Du matériel que les Occidentaux rechignent à livrer depuis plusieurs mois. Pour des raisons légales, mais aussi parce qu'ils redoutent que des missiles n'atterrissent dans les mains de groupes jihadistes, comme en Afghanistan dans les années 1980. Un argument balayé par le député socialiste Razzy Hammadi : "Je crois qu'aujourd'hui nous avons suffisamment d'informations, d'éléments de renseignement nécessaires pour que les armes ne soient pas livrées au tout-venant, comme cela avait été fait en Libye."
Zobel Behalal, chargé de plaidoyer "paix et conflit" au CCFD-Terre solidaire, est un peu dubitatif. "Il faut agir en Syrie, mais avant toute action, il faut se poser quelques questions. La France est incapable de contrôler des armes avec des gouvernements "normaux", alors avec un groupe rebelle… D'autant qu'il est disparate. Cela pose en soi-même un risque."

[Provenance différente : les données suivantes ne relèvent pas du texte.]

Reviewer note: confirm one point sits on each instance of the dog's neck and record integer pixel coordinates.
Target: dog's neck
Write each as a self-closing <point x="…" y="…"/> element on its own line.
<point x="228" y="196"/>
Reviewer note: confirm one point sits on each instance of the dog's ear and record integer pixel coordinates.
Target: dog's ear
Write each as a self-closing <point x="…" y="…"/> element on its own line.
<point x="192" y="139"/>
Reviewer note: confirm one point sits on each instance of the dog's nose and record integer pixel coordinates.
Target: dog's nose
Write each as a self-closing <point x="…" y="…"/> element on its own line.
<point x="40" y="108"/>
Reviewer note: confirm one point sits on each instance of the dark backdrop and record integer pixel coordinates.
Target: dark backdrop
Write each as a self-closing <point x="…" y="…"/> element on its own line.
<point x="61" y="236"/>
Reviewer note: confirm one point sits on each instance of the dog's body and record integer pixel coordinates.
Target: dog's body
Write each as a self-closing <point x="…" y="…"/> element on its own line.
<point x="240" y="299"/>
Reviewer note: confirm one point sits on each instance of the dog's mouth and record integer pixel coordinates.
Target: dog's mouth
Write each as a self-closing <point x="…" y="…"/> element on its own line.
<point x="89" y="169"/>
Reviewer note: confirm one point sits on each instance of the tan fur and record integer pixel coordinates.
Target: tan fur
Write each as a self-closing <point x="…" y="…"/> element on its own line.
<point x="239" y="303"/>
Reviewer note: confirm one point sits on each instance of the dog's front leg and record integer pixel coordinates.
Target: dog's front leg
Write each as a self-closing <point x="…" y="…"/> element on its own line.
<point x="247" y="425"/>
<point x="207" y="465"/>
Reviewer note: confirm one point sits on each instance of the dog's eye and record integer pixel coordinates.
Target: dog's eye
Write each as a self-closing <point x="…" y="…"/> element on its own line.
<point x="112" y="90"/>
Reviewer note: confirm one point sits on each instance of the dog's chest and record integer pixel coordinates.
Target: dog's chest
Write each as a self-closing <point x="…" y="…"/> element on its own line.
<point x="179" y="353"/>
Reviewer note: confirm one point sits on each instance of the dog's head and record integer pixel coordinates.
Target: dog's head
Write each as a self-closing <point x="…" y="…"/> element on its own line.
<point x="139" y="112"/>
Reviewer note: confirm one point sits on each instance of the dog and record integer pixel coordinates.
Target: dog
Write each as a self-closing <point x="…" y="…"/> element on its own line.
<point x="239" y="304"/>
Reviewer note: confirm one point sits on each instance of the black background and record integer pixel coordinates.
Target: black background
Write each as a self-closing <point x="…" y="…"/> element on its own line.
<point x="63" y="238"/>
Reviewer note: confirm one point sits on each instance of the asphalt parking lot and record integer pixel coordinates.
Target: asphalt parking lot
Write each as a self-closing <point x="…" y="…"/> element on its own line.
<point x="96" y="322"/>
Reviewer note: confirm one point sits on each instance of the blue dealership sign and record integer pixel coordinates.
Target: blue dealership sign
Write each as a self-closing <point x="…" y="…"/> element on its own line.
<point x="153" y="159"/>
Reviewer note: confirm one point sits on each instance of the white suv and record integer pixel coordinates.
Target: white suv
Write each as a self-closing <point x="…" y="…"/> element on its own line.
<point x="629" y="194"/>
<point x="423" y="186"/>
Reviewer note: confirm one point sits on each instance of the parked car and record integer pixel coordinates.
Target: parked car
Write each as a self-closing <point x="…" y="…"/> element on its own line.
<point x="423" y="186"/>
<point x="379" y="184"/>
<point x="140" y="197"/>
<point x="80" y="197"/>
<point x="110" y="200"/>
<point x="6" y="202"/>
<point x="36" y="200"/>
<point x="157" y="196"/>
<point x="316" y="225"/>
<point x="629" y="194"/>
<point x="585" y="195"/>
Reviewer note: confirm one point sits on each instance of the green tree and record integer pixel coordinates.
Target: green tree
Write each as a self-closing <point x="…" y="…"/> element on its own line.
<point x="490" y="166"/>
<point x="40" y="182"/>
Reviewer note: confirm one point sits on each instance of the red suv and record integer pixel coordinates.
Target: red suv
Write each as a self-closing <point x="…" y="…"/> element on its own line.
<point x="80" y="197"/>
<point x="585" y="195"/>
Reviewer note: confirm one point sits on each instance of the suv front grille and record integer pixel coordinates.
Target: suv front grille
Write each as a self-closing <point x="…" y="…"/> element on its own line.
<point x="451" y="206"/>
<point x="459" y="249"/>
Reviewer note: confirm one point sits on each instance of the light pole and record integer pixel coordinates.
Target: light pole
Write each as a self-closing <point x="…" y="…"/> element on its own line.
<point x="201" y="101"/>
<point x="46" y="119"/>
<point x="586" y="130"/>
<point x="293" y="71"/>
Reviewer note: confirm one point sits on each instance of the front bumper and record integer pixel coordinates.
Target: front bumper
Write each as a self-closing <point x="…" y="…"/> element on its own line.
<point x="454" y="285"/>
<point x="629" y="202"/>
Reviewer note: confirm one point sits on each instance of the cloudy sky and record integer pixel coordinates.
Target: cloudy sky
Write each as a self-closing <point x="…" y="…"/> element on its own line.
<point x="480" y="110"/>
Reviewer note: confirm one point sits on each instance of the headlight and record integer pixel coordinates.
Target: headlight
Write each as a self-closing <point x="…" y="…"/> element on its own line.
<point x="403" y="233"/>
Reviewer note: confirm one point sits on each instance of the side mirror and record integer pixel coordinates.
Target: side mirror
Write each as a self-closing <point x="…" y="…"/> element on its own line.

Par ailleurs, il souligne que les missiles sont souvent du matériel ultrasophistiqué qui coûte cher et nécessite une formation. "Dans ce cas, il faut que la France et le Royaume-Uni envoient des instructeurs, et le conflit prend une autre dimension." Ou alors ce seront des "missiles Milan qui se lancent à trois et nécessitent une semaine de formation". Il remarque que les rebelles ne cherchent pas forcément du matériel très sophistiqué, mais plutôt "beaucoup de munitions car l'apport du Qatar ne suffit pas toujours".
Comment contrôler ces armes ?
"Il faut absolument mettre en place un système de traçabilité", estime Jean-Pierre Maulny, spécialiste de l'armement à l'Institut de relations internationales et stratégiques (Iris) : "Numéroter, avoir un système d'identification indélébile pour chaque arme, et récupérer le matériel après." Comment ? "On doit pouvoir désigner un interlocuteur, pour savoir à qui réclamer les armes."
Reste que rien ne garantit que l'arme sera rendue. "Sur les armes légères, on n'a jamais trouvé de système efficace" pour les contrôler, admet le chercheur. Mais pour lui, "les choses vont dans le bon sens. Il vaut mieux que les livraisons d'armes soient officielles. Aujourd'hui, le système passe par les Saoudiens et les Qataris, avec des intermédiaires en Turquie."